If you think you are experiencing a medical emergency, please call 911 immediately.
The ER at Citrus Memorial Hospital provides expert care around-the-clock to more than 40,000 patients each year, making it the preferred emergency room in Citrus County. Staffed with board-certified physicians and emergency nurses, this 28-bed facility is prepared to deliver exceptional emergency care when you and your family need it most. In fact, many medical staff members hold advanced certifications in trauma training, advanced cardiac life support (ACLS) and pediatric advanced life support (PALS).

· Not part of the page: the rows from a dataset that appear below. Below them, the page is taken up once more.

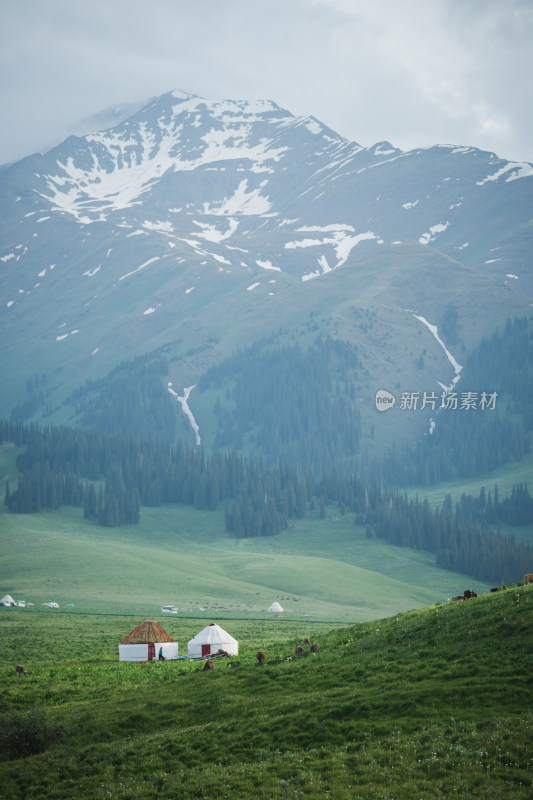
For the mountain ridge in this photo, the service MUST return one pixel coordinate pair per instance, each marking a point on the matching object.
(195, 225)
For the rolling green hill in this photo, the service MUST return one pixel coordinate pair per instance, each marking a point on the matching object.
(430, 703)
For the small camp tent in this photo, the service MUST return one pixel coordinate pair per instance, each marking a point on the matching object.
(145, 641)
(210, 641)
(7, 600)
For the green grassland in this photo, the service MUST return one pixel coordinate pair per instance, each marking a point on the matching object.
(430, 703)
(317, 569)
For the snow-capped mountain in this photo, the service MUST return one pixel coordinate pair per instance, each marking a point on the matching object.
(194, 220)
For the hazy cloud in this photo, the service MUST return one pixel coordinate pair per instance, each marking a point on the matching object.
(414, 72)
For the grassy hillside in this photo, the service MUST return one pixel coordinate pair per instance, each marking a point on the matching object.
(318, 569)
(430, 703)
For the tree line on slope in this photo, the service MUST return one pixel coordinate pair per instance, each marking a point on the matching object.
(289, 402)
(468, 443)
(113, 475)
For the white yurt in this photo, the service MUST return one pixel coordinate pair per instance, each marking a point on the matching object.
(7, 600)
(210, 641)
(145, 641)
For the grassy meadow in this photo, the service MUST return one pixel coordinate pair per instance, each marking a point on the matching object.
(318, 569)
(430, 703)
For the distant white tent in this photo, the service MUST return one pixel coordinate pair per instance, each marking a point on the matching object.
(7, 600)
(210, 641)
(144, 643)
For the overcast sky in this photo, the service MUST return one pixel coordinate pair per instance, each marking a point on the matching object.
(414, 72)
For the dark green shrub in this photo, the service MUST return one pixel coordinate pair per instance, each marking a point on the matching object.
(26, 733)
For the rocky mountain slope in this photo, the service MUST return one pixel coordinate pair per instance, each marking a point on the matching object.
(201, 226)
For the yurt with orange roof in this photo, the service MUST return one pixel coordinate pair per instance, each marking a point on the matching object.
(145, 641)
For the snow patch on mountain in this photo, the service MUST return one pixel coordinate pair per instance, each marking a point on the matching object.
(146, 264)
(431, 235)
(457, 367)
(241, 202)
(212, 234)
(516, 170)
(267, 265)
(342, 244)
(183, 401)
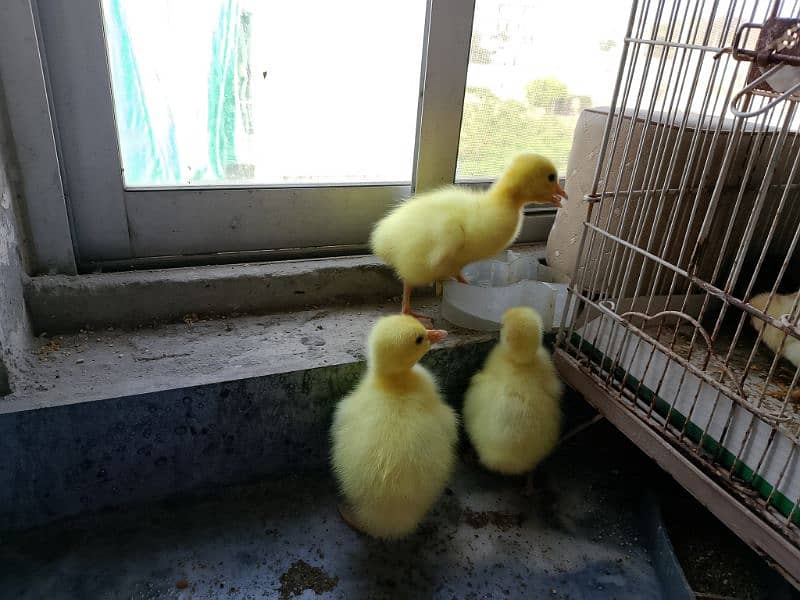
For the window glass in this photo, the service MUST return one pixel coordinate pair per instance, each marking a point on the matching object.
(216, 92)
(534, 65)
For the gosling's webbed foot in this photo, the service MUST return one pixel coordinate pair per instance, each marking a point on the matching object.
(349, 517)
(529, 491)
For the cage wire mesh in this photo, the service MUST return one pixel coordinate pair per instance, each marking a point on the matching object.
(685, 294)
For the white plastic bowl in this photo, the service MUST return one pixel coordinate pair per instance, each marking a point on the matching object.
(504, 282)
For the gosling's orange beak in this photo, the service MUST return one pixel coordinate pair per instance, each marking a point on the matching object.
(558, 194)
(436, 335)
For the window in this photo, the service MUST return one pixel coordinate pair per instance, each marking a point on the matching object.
(533, 67)
(224, 92)
(188, 128)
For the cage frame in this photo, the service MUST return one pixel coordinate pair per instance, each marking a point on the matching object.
(752, 518)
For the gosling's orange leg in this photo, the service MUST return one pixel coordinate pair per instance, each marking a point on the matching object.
(406, 307)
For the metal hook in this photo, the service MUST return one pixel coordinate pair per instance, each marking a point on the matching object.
(769, 105)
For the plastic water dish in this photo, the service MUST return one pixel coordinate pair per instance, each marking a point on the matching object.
(506, 281)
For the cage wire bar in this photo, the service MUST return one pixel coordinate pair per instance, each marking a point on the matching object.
(689, 264)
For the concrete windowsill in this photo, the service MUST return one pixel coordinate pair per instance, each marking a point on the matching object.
(115, 363)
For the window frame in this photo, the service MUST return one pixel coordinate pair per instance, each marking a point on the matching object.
(103, 225)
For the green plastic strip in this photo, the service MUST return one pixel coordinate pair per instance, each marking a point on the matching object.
(676, 419)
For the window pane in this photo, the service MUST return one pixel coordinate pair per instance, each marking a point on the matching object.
(534, 65)
(250, 92)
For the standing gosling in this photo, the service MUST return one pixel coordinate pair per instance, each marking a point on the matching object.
(433, 235)
(393, 437)
(512, 410)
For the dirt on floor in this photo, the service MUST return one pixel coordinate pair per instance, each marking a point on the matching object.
(301, 576)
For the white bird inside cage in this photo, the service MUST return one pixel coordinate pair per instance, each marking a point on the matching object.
(685, 196)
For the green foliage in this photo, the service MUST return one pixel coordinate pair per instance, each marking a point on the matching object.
(546, 93)
(494, 129)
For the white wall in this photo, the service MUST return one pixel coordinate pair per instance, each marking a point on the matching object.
(15, 331)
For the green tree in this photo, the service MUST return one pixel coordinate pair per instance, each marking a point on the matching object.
(546, 93)
(494, 129)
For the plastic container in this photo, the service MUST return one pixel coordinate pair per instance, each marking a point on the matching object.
(506, 281)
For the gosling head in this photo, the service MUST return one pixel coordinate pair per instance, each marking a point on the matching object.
(530, 179)
(396, 343)
(521, 333)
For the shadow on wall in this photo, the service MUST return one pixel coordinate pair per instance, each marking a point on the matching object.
(15, 331)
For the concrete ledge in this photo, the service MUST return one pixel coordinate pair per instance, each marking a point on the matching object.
(117, 417)
(65, 304)
(60, 304)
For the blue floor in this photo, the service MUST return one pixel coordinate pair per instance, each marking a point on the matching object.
(579, 536)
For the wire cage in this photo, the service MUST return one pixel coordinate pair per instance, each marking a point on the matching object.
(684, 326)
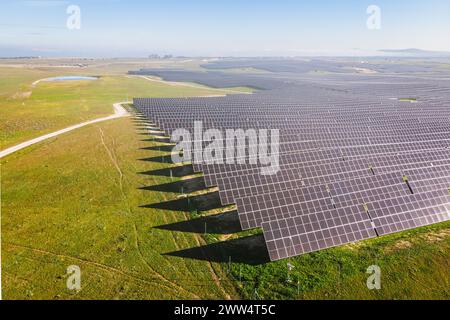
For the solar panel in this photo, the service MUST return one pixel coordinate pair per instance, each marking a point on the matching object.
(354, 162)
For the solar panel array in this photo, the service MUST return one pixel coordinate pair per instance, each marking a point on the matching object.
(354, 162)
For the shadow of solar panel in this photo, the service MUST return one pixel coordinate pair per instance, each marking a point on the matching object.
(354, 161)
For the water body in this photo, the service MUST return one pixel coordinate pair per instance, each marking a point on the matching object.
(71, 78)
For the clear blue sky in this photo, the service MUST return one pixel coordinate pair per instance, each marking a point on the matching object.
(213, 28)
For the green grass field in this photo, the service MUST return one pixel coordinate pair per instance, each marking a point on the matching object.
(27, 112)
(88, 198)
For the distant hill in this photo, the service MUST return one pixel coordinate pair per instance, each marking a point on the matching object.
(413, 52)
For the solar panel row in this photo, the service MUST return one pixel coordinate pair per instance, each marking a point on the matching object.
(354, 161)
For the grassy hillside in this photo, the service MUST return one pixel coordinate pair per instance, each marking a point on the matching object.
(28, 111)
(78, 202)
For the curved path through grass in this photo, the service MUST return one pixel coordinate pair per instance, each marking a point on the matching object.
(119, 112)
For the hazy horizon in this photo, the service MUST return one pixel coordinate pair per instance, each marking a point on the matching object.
(114, 28)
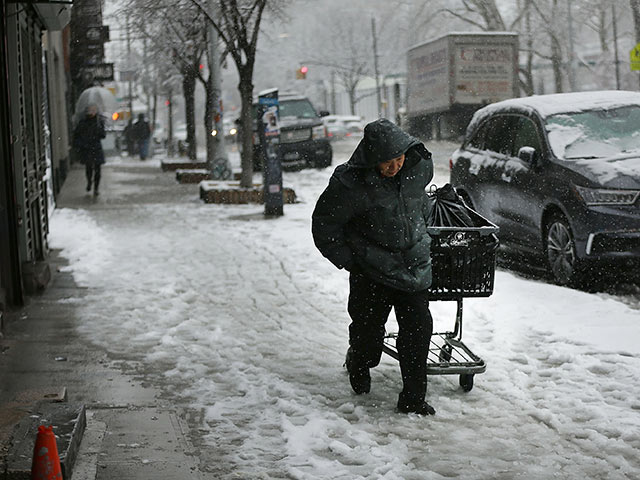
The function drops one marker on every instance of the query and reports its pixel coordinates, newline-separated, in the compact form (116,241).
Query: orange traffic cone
(46,462)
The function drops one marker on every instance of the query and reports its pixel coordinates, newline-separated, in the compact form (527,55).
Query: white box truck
(451,77)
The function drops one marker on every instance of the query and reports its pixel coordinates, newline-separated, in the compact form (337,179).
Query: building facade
(34,140)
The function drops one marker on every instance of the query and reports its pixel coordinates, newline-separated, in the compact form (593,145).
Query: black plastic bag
(447,209)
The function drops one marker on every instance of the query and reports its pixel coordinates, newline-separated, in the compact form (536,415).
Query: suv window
(525,135)
(499,136)
(297,108)
(477,141)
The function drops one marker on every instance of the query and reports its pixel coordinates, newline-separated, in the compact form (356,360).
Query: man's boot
(359,375)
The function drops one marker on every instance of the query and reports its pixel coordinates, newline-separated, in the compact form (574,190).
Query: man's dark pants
(369,306)
(92,171)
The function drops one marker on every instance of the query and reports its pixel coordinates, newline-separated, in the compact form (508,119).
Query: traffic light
(301,73)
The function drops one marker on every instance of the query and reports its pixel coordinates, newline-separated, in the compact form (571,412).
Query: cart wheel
(466,381)
(445,353)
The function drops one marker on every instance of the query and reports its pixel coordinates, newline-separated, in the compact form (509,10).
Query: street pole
(572,78)
(375,65)
(129,73)
(220,168)
(333,92)
(615,44)
(170,145)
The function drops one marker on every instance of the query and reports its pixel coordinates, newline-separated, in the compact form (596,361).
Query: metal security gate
(26,80)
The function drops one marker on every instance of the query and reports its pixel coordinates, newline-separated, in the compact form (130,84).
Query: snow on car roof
(555,103)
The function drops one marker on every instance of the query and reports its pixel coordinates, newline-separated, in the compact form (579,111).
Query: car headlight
(601,196)
(318,132)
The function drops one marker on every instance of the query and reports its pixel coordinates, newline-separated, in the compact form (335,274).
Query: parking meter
(269,133)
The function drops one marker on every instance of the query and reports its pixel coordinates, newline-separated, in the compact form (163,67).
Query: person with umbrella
(141,134)
(370,220)
(87,141)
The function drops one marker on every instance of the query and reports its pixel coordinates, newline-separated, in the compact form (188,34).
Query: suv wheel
(561,250)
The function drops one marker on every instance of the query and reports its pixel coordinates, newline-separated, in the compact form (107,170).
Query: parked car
(303,136)
(159,135)
(354,126)
(230,128)
(341,126)
(560,175)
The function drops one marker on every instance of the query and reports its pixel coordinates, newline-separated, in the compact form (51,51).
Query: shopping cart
(463,261)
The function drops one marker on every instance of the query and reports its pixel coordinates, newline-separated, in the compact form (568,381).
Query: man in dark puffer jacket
(370,221)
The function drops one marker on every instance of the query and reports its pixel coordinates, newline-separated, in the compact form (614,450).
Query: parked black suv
(560,175)
(303,136)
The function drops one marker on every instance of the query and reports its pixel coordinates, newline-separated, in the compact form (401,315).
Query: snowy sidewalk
(241,325)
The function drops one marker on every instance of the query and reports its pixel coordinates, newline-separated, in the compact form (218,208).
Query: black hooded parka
(375,225)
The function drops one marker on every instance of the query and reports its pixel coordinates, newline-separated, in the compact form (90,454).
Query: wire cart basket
(463,261)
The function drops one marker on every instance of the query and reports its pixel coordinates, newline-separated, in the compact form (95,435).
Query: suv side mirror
(528,155)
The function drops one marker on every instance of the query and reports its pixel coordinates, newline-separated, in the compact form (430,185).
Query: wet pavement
(131,432)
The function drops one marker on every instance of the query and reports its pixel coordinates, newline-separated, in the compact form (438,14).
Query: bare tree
(177,29)
(238,25)
(635,9)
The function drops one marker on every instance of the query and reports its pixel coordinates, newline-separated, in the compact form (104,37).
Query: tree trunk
(208,120)
(556,62)
(246,118)
(527,84)
(188,90)
(635,8)
(352,99)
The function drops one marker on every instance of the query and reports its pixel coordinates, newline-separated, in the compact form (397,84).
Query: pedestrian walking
(370,220)
(87,141)
(142,134)
(127,134)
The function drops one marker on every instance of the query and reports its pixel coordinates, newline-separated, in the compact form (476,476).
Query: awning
(55,15)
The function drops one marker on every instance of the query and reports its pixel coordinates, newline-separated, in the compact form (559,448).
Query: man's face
(391,167)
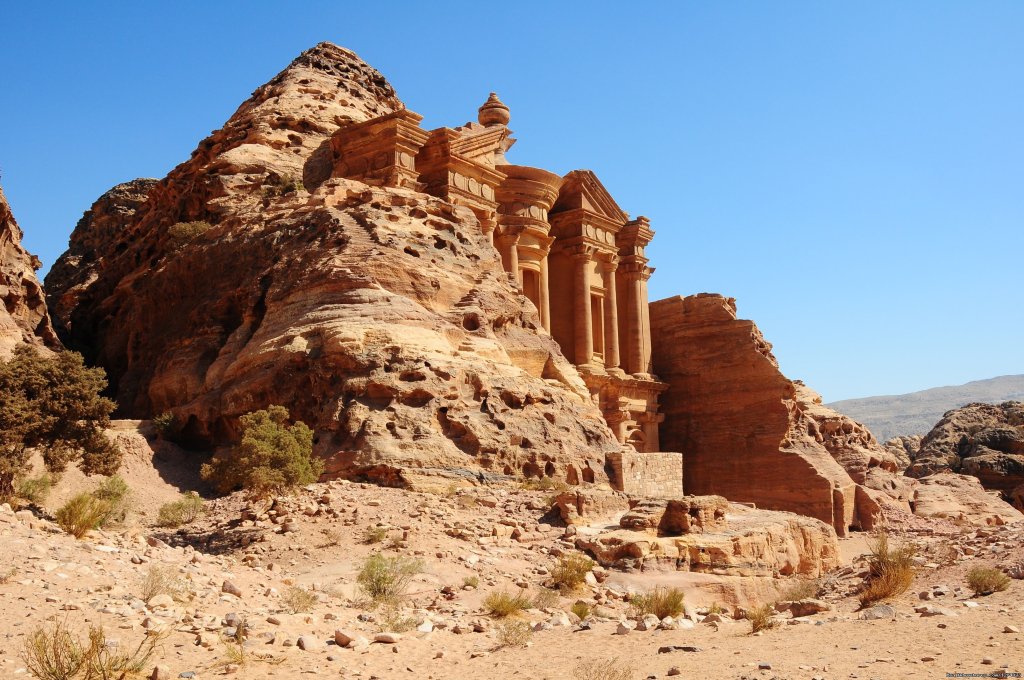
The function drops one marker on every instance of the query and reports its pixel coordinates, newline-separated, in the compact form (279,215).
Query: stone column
(634,321)
(645,349)
(610,315)
(581,303)
(545,296)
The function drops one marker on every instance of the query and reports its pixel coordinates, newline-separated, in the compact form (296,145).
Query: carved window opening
(597,324)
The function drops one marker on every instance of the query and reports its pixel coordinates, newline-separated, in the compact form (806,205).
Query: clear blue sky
(853,173)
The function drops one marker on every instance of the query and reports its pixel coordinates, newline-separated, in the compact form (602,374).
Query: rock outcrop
(91,243)
(747,431)
(23,314)
(984,440)
(380,316)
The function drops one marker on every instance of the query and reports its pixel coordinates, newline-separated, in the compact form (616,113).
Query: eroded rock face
(744,542)
(984,440)
(747,431)
(89,251)
(962,498)
(23,308)
(380,316)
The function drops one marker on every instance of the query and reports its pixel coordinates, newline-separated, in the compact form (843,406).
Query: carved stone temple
(573,252)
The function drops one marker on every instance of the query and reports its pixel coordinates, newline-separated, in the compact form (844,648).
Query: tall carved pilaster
(581,305)
(545,296)
(608,267)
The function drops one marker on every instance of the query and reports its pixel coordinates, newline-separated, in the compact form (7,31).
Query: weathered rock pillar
(584,323)
(610,315)
(545,296)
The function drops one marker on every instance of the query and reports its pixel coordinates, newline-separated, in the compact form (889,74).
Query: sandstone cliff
(984,440)
(749,433)
(23,316)
(380,316)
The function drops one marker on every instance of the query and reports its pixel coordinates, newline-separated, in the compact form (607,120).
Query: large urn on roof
(494,112)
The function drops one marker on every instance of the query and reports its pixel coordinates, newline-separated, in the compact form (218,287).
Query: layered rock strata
(747,431)
(380,315)
(984,440)
(23,312)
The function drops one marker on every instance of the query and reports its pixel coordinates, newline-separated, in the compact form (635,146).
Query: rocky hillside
(984,440)
(915,413)
(23,315)
(380,316)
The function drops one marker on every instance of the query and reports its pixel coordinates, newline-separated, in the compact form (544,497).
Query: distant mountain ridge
(916,413)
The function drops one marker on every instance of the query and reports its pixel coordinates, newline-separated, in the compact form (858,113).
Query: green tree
(271,458)
(52,402)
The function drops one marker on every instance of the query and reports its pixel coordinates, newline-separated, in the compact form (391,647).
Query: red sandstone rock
(23,312)
(380,315)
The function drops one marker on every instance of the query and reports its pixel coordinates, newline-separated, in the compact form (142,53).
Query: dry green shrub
(505,604)
(81,514)
(56,654)
(581,609)
(891,570)
(385,580)
(545,598)
(34,490)
(571,570)
(374,535)
(185,510)
(662,602)
(52,405)
(762,618)
(299,600)
(272,458)
(164,581)
(166,424)
(608,669)
(986,580)
(802,590)
(514,634)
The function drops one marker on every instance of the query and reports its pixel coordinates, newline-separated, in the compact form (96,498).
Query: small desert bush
(183,232)
(299,600)
(185,510)
(662,602)
(505,604)
(514,634)
(608,669)
(82,514)
(545,598)
(891,570)
(56,654)
(581,609)
(986,580)
(163,581)
(374,535)
(571,570)
(165,424)
(385,580)
(801,590)
(762,618)
(271,458)
(116,494)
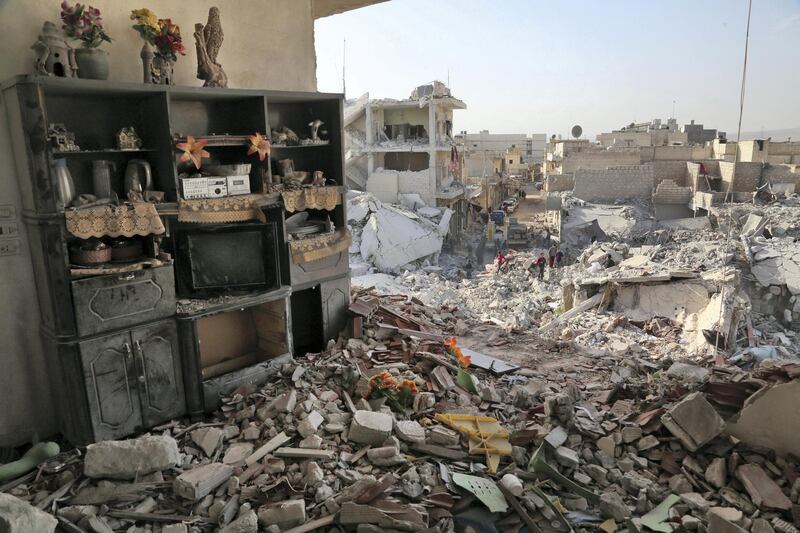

By choosing our emergency room, you are choosing some of the best emergency care providers in the region. From heart attack and stroke to broken bone and belly pain, you can trust the ER staff at Citrus Memorial Hospital to give you and your family the highest level of emergency care.
For patients with injuries and illnesses that are less serious, we offer a Fast Track. This service focuses on patient comfort in an expedited process, ensuring a reduced length of stay in the ER.
If you are experiencing a life-threatening medical emergency, do not try to drive to the nearest emergency room. Call 911 for immediate medical care and transportation to the closest ER.
What to Expect in the ER
Arrival and Triage
People who require the most urgent care will be treated first. This means it may be possible someone who arrived before you receives treatment, first. However, we are still committed to treating every patient as soon as possible. If you are in any immediate danger you will be taken immediately to an exam room. If your injury or illness does not require immediate care, you may be asked to have a seat in our lobby until an exam room is available. If, while waiting, you feel your condition has changed, please inform the reception desk immediately.
Medical Screening Exam
Once you are triaged, you will receive a medical screening exam by a member of our Doctor Care Team. This team is made up of emergency room physicians, physician assistants (PA) and nurse practitioners (ARNP). A member of this team will conduct a medical screening exam, review your vital signs and medical history.
After your medical screening exam, you may require tests including blood work, imaging such as x-ray or CT or an EKG (electrocardiogram). Medications may also be ordered as part of pre-treatment.
Our goal is to keep patients comfortable and conduct tests as quickly as possible. Some tests take longer to complete, so every effort is made to communicate the approximate wait time during your stay.
Assignment to Exam Area
When a treatment area becomes available, you will be escorted by a member of our care team. It is important to keep in mind that patients are escorted to exam areas based on triage and severity of condition, not by order of arrival.
During registration, we will ask you to sign a treatment consent form and to provide your name, address, phone number, personal physician and insurance information. For your convenience, if an exam room is available, a registration clerk will gather this information at your bedside. If a room is not available, and your emergency is not life-threatening, you may be asked to remain in the reception area until a room is ready for you.
Diagnosis and Treatment
A member of the Doctor Care Team will return to evaluate your condition and determine the best course of treatment. If you had tests performed, you will receive the results. At this time, a decision is made on whether you will be discharged or admitted to the hospital.
Admission or Discharge
Most patients are treated and discharged to go home from the emergency room. If your emergency room physician determines you can go home, you will receive written instructions about how to take care of yourself after you leave the hospital. It is important to follow these instructions, take all prescribed medications and schedule a follow-up appointment with your personal physician.
If you are admitted to the hospital, you will be transferred to a patient room and we will notify your primary care physician. If you do not have a physician, another member of the medical staff - called a hospitalist - will coordinate your care while you're at the hospital.